Activa la máscara de protección que oculta su identidad, sale de allí y saluda a la secretaria que se sobresalta al verlo, pero Cero apenas la mira. No tarda ni cinco segundos en estar en el sótano, por debajo de la planta de desechos. Sus pasos resuenan en el suelo entre las celdas vacías. El aire huele rancio, una mezcla de desinfectante y sangre seca, que le hace arrugar la nariz. Cero no suele bajar ahí, pero el prisionero al que quiere visitar tampoco es uno común.
Los gritos de dolor se hacen más fuertes a medida que se acerca. En la entrada, dos agentes con el rostro cubierto descansan contra la pared, aburridos, pero al verlo se enderezan al instante con el rostro denudado en una mueca de terror.
—¿A qué esperáis para abrir la puerta?
La bilis le sube por la garganta al reconocer al hombre de las imágenes, el mismo que había besado a su mujer y que la había poseído entre las sombras. Sus manos se cierran en puños y aprieta los dientes en un esfuerzo por contener el impulso de acabar con él allí mismo. Pero lo necesita vivo.
El agente Jide se hace a un lado, jadeando, y se coloca a varios metros de distancia con las manos a la espalda. Cero observa a Batista con los ojos entrecerrados mientras las heridas del hombre se cierran ante él. La sangre de la ropa, sin embargo, no desaparece, un testimonio de la tortura que ha soportado.

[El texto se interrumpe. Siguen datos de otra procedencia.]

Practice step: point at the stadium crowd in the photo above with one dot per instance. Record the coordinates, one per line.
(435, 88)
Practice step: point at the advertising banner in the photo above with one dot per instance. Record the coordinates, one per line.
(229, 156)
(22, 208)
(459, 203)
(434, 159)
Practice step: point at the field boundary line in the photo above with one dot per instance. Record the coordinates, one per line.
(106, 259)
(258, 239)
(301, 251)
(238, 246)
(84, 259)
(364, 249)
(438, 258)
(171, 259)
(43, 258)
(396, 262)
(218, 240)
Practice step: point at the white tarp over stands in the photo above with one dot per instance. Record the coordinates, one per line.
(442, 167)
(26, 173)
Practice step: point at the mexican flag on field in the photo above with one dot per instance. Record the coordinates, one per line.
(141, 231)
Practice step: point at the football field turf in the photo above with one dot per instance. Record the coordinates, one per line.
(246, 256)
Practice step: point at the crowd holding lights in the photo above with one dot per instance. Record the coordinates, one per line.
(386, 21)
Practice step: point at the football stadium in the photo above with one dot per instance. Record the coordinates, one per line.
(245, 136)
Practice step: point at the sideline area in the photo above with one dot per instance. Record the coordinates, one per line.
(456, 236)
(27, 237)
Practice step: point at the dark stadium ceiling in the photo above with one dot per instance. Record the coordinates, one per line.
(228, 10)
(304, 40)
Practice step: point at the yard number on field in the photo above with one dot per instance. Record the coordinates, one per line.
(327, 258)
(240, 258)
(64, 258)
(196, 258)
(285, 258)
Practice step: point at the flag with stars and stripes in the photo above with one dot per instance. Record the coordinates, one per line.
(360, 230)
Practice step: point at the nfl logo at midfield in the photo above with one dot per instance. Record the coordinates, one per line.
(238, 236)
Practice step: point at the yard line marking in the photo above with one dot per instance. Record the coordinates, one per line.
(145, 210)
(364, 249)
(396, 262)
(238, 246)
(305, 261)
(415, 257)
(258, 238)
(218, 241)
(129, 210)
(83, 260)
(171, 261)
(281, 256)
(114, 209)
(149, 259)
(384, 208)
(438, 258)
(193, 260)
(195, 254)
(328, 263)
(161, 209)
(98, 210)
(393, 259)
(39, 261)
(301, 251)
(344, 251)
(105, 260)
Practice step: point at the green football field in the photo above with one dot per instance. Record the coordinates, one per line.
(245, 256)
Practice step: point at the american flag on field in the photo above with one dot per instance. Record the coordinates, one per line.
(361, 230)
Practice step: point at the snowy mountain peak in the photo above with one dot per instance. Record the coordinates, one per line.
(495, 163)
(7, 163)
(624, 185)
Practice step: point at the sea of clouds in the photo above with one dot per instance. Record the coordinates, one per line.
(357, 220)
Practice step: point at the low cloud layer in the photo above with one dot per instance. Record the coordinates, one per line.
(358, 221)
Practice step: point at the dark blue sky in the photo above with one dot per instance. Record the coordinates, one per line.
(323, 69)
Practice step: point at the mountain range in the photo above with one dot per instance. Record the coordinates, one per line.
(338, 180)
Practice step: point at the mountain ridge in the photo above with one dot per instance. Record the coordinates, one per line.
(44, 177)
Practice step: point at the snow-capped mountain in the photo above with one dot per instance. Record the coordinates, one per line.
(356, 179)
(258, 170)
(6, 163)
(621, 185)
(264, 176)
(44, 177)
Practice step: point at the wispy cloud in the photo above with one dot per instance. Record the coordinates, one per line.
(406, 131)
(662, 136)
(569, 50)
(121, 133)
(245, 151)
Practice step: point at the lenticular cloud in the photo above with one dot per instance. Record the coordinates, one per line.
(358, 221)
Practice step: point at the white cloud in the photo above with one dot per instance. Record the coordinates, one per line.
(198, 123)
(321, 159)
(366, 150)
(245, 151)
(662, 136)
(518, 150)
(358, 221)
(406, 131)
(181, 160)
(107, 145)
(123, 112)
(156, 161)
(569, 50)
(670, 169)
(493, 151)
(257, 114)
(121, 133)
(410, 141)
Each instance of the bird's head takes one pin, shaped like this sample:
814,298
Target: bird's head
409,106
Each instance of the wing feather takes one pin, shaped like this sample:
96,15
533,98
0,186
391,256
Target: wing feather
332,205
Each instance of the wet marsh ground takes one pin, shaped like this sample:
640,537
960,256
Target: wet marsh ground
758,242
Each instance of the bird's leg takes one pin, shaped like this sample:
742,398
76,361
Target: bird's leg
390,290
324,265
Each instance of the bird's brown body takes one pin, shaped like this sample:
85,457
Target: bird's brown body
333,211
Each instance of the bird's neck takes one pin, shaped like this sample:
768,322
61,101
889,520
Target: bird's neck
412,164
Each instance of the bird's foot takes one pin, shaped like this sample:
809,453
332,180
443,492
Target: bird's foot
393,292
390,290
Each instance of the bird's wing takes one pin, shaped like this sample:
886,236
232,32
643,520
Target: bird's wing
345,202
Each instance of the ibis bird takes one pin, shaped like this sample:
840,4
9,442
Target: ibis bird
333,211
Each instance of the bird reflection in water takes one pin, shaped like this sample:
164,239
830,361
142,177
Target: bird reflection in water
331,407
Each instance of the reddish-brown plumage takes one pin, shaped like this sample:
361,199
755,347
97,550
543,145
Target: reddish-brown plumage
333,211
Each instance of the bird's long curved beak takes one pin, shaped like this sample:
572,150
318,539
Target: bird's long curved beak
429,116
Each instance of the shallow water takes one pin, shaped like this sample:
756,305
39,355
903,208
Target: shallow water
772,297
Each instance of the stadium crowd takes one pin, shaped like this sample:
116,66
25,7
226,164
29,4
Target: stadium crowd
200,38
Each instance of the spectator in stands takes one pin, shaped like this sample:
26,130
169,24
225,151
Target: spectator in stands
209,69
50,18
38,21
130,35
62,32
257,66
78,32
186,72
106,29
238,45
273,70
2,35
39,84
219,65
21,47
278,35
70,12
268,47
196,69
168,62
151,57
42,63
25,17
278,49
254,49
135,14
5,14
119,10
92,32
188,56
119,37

Con un chasquido de la lengua, Cero activa el distorsionador de sonido instalado en su garganta y se gira hacia Jide.
—Agente Jide. Informe.
—No hemos pasado de la fase A, señor.
Cero asiente, volviendo su atención a Batista que apenas levanta la mirada.
—Buenas tardes, doctor Batista. Espero que estas últimas cincuenta y dos horas hayan sido… satisfactorias.
—No las describiría así—replica el hombre con voz ronca, apenas un susurro.
—Imagino. Debe ser duro estar sentado en esa silla, recibiendo golpes. Sin embargo, lo que vengo a decirle podría darle el incentivo necesario para colaborar con nosotros.